The fog blocking her brain was so thick that at first, Layla didn’t notice Valeriya lurking by her door. But when she did, she straightened up, alarmed. “Valeri—”
“Do. Not. Speak,” her mentor hissed. Ice seemed to settle over the room. “You have one minute to explain why you attacked Saints—”
Layla scoffed. “I did no such thing—”
“Do not lie to me. I’m trying to protect you.”
At this, fury heated Layla’s blood. She stepped out of her bed and onto shaky legs. “I can protect myself.”
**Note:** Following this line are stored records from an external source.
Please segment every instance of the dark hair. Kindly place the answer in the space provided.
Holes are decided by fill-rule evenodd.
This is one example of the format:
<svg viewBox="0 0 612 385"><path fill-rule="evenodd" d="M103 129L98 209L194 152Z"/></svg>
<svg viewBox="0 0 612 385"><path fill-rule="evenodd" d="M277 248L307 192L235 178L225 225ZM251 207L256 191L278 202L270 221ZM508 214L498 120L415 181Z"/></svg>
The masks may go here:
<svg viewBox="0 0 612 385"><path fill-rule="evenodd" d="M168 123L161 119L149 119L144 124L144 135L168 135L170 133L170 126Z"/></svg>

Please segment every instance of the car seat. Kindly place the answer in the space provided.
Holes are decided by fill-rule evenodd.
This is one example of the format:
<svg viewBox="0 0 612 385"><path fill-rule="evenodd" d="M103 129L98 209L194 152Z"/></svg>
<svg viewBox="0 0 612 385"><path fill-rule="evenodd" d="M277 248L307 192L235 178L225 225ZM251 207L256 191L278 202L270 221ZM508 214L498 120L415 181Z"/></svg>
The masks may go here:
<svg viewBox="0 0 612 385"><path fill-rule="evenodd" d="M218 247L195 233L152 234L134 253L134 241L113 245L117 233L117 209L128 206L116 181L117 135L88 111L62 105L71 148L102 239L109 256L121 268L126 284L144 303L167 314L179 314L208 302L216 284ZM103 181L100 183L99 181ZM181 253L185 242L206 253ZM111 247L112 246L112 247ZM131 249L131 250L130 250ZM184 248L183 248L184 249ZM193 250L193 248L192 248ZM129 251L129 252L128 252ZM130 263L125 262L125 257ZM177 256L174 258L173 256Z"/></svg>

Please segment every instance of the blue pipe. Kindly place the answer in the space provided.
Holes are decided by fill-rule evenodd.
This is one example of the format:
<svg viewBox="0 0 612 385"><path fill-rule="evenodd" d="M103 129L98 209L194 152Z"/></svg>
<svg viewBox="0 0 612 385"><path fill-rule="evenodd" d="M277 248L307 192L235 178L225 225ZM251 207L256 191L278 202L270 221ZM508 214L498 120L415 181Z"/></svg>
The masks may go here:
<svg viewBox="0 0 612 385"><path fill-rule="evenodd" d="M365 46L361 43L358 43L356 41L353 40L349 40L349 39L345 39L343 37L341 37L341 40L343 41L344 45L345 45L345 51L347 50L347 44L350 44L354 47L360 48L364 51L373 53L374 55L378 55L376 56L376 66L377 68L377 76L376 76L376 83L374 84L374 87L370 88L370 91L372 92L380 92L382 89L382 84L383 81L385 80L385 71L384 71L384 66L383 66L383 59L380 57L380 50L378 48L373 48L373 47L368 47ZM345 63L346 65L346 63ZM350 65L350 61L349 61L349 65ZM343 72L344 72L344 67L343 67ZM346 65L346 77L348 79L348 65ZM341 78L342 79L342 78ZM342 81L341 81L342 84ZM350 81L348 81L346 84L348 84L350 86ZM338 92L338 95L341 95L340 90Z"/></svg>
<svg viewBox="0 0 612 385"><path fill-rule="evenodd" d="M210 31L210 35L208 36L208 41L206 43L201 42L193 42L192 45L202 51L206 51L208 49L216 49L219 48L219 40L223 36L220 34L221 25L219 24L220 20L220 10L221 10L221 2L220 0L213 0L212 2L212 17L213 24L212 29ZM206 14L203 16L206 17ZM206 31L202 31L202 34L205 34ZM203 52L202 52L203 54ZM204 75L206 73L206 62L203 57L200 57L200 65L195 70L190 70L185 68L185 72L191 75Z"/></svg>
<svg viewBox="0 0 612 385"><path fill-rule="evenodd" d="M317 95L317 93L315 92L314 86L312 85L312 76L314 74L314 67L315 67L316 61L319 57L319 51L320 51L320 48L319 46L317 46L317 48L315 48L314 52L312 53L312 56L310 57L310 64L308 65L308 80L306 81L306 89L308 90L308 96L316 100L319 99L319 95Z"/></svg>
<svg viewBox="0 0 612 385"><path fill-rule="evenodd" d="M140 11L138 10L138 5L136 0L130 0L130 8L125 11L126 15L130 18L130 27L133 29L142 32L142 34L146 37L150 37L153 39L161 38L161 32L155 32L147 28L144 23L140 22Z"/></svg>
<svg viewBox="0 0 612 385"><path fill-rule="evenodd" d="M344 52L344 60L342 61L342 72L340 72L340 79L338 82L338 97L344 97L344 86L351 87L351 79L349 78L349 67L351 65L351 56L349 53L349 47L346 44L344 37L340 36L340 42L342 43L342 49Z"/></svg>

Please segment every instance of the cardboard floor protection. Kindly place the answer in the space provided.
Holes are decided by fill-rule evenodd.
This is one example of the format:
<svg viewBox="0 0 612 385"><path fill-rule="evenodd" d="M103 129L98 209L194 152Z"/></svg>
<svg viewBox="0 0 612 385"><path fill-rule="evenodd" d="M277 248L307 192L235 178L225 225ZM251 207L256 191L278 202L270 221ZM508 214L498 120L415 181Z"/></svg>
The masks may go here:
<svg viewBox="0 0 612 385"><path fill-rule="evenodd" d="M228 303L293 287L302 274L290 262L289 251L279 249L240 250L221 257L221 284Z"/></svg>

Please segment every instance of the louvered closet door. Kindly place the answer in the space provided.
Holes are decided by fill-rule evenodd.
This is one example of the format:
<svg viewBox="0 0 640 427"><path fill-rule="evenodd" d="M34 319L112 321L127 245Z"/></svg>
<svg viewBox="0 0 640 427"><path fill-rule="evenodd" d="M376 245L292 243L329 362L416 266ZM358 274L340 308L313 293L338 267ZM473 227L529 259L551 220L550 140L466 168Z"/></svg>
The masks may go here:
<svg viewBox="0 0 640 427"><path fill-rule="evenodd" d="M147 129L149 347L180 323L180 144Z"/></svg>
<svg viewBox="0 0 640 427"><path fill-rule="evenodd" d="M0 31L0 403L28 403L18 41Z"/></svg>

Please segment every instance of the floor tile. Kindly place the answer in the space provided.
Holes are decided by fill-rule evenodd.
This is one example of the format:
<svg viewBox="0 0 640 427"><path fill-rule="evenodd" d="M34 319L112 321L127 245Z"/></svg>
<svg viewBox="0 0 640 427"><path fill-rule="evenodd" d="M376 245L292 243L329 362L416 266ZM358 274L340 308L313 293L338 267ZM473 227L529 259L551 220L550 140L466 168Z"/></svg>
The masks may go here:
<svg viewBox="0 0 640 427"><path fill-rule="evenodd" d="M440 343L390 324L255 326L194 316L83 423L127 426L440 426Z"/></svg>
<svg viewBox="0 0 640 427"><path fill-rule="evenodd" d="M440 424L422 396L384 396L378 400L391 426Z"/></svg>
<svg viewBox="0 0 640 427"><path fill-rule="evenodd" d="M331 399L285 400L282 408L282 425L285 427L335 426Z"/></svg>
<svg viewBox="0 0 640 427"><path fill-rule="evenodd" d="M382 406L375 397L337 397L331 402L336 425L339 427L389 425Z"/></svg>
Valeriya’s glare deepened. She backed away from Layla and pushed the door open. To Layla’s sour surprise, the Saint patriarch walked into her room. It had been ages since Layla had seen Tobias Saint, but the calculating aura in his dark eyes remained. Even years later, she was still on the receiving end of his accusations.
Police and Saint guards filed into the room after him, making a semicircle that enclosed Layla against her bed. “We have reason to believe you were present during the murder of Saint associates, Colm and Thalia, as well as one young man,” Tobias Saint said coolly.
Confusion creased Layla’s brows. She steadied her quickly risingpanic with measured breaths and she clenched her jaw. “Why would you believe that?” Layla knew the sight was beyond damning. Soaked in blood, she looked like a rogue reaper.
“You have a history with the Saints. Mr. Saint has informed us that recently you were on their property, threatening the daughters,” one policeman said.